The ambisonic library provides 3D sound scene support on top of rodio
.
It allows positioning and moving sound sources freely in 3D space around a virtual listener,
and playing the resulting spatial mix in real-time over a sound card.
- Realistic directional audio
- Take
rodio
sound sources and place them in space - Doppler effect on moving sounds
use std::thread::sleep;
use std::time::Duration;
use ambisonic::{rodio, AmbisonicBuilder};
let scene = AmbisonicBuilder::default().build();
let source = rodio::source::SineWave::new(440);
let mut sound = scene.play_at(source, [50.0, 1.0, 0.0]);
// move sound from right to left
sound.set_velocity([-10.0, 0.0, 0.0]);
for i in 0..1000 {
sound.adjust_position([50.0 - i as f32 / 10.0, 1.0, 0.0]);
sleep(Duration::from_millis(10));
}
sound.set_velocity([0.0, 0.0, 0.0]);
ambisonic
is built around the concept of an intermediate representation of the sound field,
called B-format.

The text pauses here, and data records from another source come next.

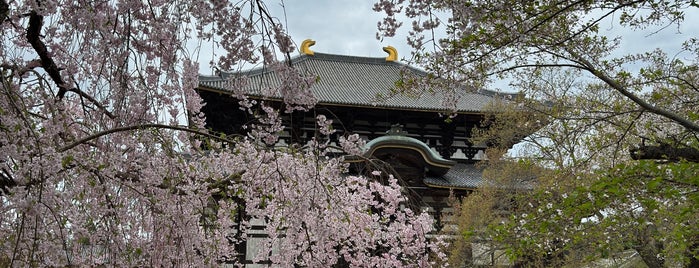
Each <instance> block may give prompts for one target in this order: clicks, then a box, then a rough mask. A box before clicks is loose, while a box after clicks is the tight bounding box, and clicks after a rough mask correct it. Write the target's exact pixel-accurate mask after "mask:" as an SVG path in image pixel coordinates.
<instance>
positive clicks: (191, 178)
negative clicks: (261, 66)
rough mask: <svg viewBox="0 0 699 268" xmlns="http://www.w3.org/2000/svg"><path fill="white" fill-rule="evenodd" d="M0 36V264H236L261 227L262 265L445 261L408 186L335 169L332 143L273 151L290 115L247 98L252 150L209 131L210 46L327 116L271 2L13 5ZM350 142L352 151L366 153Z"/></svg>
mask: <svg viewBox="0 0 699 268" xmlns="http://www.w3.org/2000/svg"><path fill="white" fill-rule="evenodd" d="M0 30H1V31H2V42H0V56H1V57H0V58H1V59H2V60H1V62H0V73H1V75H2V77H1V79H2V80H1V81H2V87H1V89H0V90H1V91H2V93H1V94H0V200H1V203H0V214H1V216H0V234H1V236H2V237H1V238H0V264H2V266H6V265H7V266H97V265H108V266H156V267H158V266H186V267H201V266H217V265H220V264H222V263H224V262H227V263H238V262H240V261H241V260H242V258H244V256H242V257H241V255H240V254H241V250H240V248H241V246H242V245H243V243H245V241H246V240H247V238H248V235H249V231H250V228H251V225H252V224H251V221H252V220H260V221H264V222H265V224H266V225H265V226H266V232H267V234H269V238H268V239H267V240H265V241H264V242H263V243H265V244H266V245H268V247H265V249H264V250H261V251H260V252H258V254H257V258H256V259H257V260H269V261H271V262H273V263H275V264H278V265H281V266H293V265H301V266H312V267H317V266H332V265H335V264H343V263H344V264H348V265H353V266H390V267H394V266H395V267H398V266H421V267H423V266H430V265H433V264H435V263H436V262H437V261H439V258H441V257H442V256H443V254H441V253H440V248H439V246H440V245H441V242H439V241H438V240H431V241H428V240H427V238H426V234H427V233H429V232H431V230H432V224H431V219H430V218H429V217H428V216H427V214H425V213H421V212H419V211H412V210H410V209H408V208H404V206H402V202H403V200H404V197H403V195H402V190H401V187H400V186H398V183H397V182H396V180H395V179H389V180H388V181H389V183H387V184H381V183H378V182H377V181H376V180H373V179H372V176H359V175H349V174H347V173H346V171H347V165H346V164H345V163H344V162H343V161H342V158H332V157H329V155H328V150H329V147H328V144H329V143H328V139H327V135H328V134H329V133H328V132H329V131H330V130H327V131H319V133H318V137H317V139H315V140H314V141H313V142H312V143H310V144H308V145H305V146H290V147H288V148H275V147H274V146H273V145H274V144H275V142H276V141H277V139H278V136H277V134H278V133H279V131H280V130H282V129H283V125H282V124H281V120H280V116H279V113H280V111H277V110H274V109H272V108H270V106H269V105H267V104H265V103H254V101H253V100H248V99H246V98H245V96H244V94H240V95H238V97H239V98H240V99H241V103H243V104H244V107H252V106H254V105H256V106H259V107H261V108H262V109H260V110H257V109H252V108H251V109H249V110H248V111H249V112H250V113H252V114H254V115H255V116H256V118H257V120H256V121H255V122H254V123H253V124H251V125H250V126H248V127H249V128H250V129H251V131H250V132H249V134H248V135H246V136H224V135H220V134H218V133H212V132H210V131H207V130H206V129H205V128H204V125H203V123H204V120H205V118H204V117H203V115H202V113H201V112H200V108H201V107H202V106H203V105H206V104H205V103H202V100H201V99H200V98H199V96H198V95H197V93H196V92H195V88H196V87H197V85H198V81H197V77H198V66H199V64H198V62H197V55H198V53H199V50H201V49H202V45H201V44H210V45H211V46H213V47H214V48H215V50H216V51H217V53H219V55H220V56H219V57H218V58H216V59H215V60H214V61H213V62H212V63H211V64H212V67H215V68H219V69H224V70H232V69H235V68H236V67H237V66H239V64H242V63H248V64H264V65H267V66H270V67H271V68H273V69H274V70H275V71H277V72H278V73H280V77H282V78H283V81H284V83H282V84H283V86H282V87H280V88H275V89H272V91H274V92H269V94H281V95H282V96H284V100H285V101H286V103H287V110H289V111H291V110H294V109H309V108H311V107H313V105H314V104H315V99H314V98H313V96H312V94H310V90H309V87H310V85H312V83H313V81H314V79H313V77H312V76H308V75H306V74H303V73H299V72H298V71H296V70H295V69H294V68H293V66H289V65H288V64H286V63H284V62H279V61H277V58H282V59H283V58H288V55H289V53H291V52H292V51H294V46H293V43H292V42H291V39H290V37H289V36H288V35H287V34H286V33H285V31H284V30H283V28H282V26H281V24H280V23H279V20H278V19H276V18H275V17H273V16H272V14H269V12H268V11H267V8H266V6H265V3H264V2H262V1H259V0H250V1H237V2H228V1H211V2H207V1H140V0H138V1H132V0H115V1H98V2H94V1H43V0H38V1H37V0H28V1H22V0H0ZM197 43H198V44H199V45H195V46H191V45H190V44H197ZM243 83H245V79H240V80H235V81H233V80H232V81H230V85H231V90H232V91H235V90H236V89H240V88H242V84H243ZM257 111H259V112H257ZM282 112H284V111H282ZM183 122H187V123H186V124H184V123H183ZM327 122H328V120H320V119H319V129H323V127H325V128H327V124H328V123H327ZM341 145H342V147H343V148H345V149H347V150H348V152H350V153H355V154H356V153H357V152H358V148H360V147H359V146H361V140H359V139H357V138H356V137H347V138H345V139H342V140H341ZM375 174H376V176H378V175H379V174H378V171H377V172H376V173H375ZM383 175H385V174H383Z"/></svg>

The B-format describes what the listener should hear, independent of
their audio playback equipment. This leads to a clear separation of audio scene composition and
rendering. For details, see Wikipedia.
In its current state, the library allows spatial composition of single-channel rodio
sources
into a first-order B-format stream. The chosen renderer then decodes the B-format stream
into audio signals for playback.
Currently, the following renderers are available:
- Stereo: simple and efficient playback on two stereo speakers or headphones
- HRTF: realistic 3D sound over headphones using head related transfer functions
Although at the moment only stereo output is supported, the B-format abstraction should make it easy to implement arbitrary speaker configurations in the future.